Homage and Observation: Enacting Sight
As part of my two week residency at SKOL' s Marking Space: A Drawing Research Lab, I decided to present workshops that lent themselves to two different aspects of my practice, my first, entitled Homage and Observation: Enacting Sight hosted this past week approached our somewhat complicated relationship to drawing from observation. Practiced by a great many artists, drawing from observation has taught us a number of things - to appreciate, to question, to slow down and look, and in the best of cases it has resulted in us taking up this act ourselves, participating in the art of recording perception through mark. But with the sheer number of images we are flooded with every day (not to mention the number of screens we view them on), we have less and less endurance for actually looking at something. Hard.
And recording experience in a series of marks is not in itself a simple task. Life presents itself in a multitude of ways : as sounds, colors, movements. It comes in and out of focus, repeats itself; it closes in around you. How can we record the full complexity of these influences? In the Homage and Observation workshop we aimed to tackle this challenge in a 2 hour drawing session that attacked the senses.

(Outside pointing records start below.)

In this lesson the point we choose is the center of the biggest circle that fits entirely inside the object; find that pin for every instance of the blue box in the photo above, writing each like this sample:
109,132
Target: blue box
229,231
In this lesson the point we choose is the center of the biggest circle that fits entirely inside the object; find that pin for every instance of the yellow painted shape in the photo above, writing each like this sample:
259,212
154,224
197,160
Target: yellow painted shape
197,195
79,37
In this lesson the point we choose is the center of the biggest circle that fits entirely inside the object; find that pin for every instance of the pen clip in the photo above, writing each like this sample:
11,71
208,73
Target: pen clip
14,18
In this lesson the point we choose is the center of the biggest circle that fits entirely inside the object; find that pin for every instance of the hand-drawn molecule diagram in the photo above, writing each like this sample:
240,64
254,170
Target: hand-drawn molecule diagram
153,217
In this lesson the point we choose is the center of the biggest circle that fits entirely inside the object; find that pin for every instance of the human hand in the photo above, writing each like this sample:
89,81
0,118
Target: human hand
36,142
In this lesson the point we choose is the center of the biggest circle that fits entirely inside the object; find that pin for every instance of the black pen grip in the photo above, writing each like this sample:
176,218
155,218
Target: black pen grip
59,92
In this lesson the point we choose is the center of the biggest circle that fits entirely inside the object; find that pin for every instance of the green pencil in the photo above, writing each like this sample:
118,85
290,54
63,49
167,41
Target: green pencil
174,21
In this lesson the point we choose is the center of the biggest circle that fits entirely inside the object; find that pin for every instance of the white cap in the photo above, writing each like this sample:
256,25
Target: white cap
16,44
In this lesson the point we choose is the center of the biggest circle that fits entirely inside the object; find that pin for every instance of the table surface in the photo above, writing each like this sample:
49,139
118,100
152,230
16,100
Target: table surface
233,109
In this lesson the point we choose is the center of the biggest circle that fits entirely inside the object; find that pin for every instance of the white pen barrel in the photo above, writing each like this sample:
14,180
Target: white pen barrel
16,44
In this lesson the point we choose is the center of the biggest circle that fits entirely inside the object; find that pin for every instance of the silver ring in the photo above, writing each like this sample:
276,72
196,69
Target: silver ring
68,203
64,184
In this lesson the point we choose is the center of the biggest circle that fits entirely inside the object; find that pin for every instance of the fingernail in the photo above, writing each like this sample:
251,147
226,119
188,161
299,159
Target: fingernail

Participants were presented with a slideshow of well-known contemporary and historic images, moving from representational to abstract in nature. While the drawers had likely seen these images many times before (Ex: the Mona Lisa), they were shown them in a set of varying conditions. Lights flashed in different colors, while images moved in and out of focus. Ambient sounds, harsh tones, and white noise played from the loud speaker. The room temperature changed. As conditions shifted, participants were asked to pay attention to how they noted these changes in their mark-making.
While a feat of endurance, participants left with an increased sensitivity to the forces at work in observation, allowing them to flow into one another in the process of drawing.